3. System Design and Architecture Figure 1 describes the system architecture.

Figure 1. The System Architecture

Figure 2 describes the system flow diagram for remote tasks performing.

Figure 2. System Flow Chart

The operational behavior of the system is described in eight major steps:

A visual gesture recognition language was developed. A robot-accomplished tasks guided by a sequence of human hand gestures through the proposed visual gesture recognition was implemented. A training process was in which several handreds of hand pose images are inserted into a database was implemented. That includes all possible system hand gestures. Every picture got identification number, and other features, such as height and width. At this stage, for each one of the pictures, a vector, which contains 13 parameters, was built. These vectors contain the height / width (aspect ratio) and the gray scale levels of sub blocks. A Fuzzy C-Means clustering process was implemented. During this process, membership functions were built for each gesture image. These membership functions are relative to the number of signs in the language. For each gesture image, a membership vector was built. In this stage, a performance index (cost function) was built. This function is built for estimating how optimal the system is, from the aspect of building the clusters. The user controlled a robot in real time by hand gestures. In this step a real time image processing

process was used.


The user got visual feedback from the remote robotic scene. The user performed a task, in which a yellow wooden box, placed on a plastic cup structure, removed, using hand gestures and visual feedback only.

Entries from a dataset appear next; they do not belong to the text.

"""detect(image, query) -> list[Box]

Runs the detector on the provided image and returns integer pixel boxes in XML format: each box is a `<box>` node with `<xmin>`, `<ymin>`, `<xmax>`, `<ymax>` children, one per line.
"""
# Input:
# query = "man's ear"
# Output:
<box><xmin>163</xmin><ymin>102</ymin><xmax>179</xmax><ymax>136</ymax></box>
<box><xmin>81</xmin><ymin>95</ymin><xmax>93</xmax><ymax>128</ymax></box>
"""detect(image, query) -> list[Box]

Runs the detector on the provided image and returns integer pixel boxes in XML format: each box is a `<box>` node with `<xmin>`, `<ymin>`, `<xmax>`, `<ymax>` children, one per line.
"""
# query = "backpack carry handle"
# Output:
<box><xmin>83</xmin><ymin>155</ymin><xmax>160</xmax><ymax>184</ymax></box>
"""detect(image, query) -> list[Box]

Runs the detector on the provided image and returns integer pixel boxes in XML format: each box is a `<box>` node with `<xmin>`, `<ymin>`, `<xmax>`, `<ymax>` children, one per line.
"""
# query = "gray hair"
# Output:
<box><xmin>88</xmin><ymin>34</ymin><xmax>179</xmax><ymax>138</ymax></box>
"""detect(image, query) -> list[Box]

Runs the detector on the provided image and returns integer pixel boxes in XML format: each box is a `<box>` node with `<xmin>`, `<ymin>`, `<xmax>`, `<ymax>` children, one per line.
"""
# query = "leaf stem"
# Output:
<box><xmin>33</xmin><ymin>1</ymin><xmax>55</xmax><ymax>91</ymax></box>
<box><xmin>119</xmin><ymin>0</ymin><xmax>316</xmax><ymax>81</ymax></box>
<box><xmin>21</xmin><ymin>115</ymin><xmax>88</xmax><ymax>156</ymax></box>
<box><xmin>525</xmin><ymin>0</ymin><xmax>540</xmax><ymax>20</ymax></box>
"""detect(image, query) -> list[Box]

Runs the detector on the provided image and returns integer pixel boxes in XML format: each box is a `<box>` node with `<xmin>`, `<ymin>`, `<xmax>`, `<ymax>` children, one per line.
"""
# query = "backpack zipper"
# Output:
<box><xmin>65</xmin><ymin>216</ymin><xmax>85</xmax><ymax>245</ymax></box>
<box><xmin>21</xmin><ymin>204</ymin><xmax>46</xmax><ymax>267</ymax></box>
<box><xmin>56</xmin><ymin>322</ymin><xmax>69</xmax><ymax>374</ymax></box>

3.1 A255 Robot Industrial robots are software programmable, general-purpose manipulators that typically perform highly repetitive tasks in a predictable manner. The function of an industrial robot is determined by the configuration of the arm, the tool and the motion control hardware and software. Pick and place, assembly, spot or continuous bead welding and coating or adhesives applications are a few common tasks commonly performed by robots. Industrial robots come in a wide variety of sizes and configurations and many are configured to perform specialized functions. Welding and coating application robots are examples of specialty robots; they have controls and program codes that are specific to these operations. In addition, some robot configurations are better suited for assembly than other general-purpose operations, although they could be programmed to perform non-assembly tasks.

Figure 3. CRS Robotics Model A255 5-Axis Articulated, Human Scaled Robot.

The general-purpose robot, the A255, that is used is an articulated arm configuration manufactured by CRS Robotics. The A255 is termed a human scaled robot because the physical dimensions of the robot arm are very similar to those of a human being. Some key features of the A255 are: 5 degrees of freedom; 2 kilogram maximum payload; 1.6 second cycle time, 0.05 mm repeatability and a 560 mm reach. Figure 3 shows the A255 and controller as depicted on the CRS Robotics Web page. The A255 robot model is unmatched in its class of small-articulated robfor high performance, reliability, and overall value. With five degrees of freedom, the A255 Robot performs much like a human arm. In fact, the A255 Robot can handle many tasks done by humans. Like the entire family of robots, the A255 is working throughout the world in industrial applications such as product testing, material handling, machine loading and assembly.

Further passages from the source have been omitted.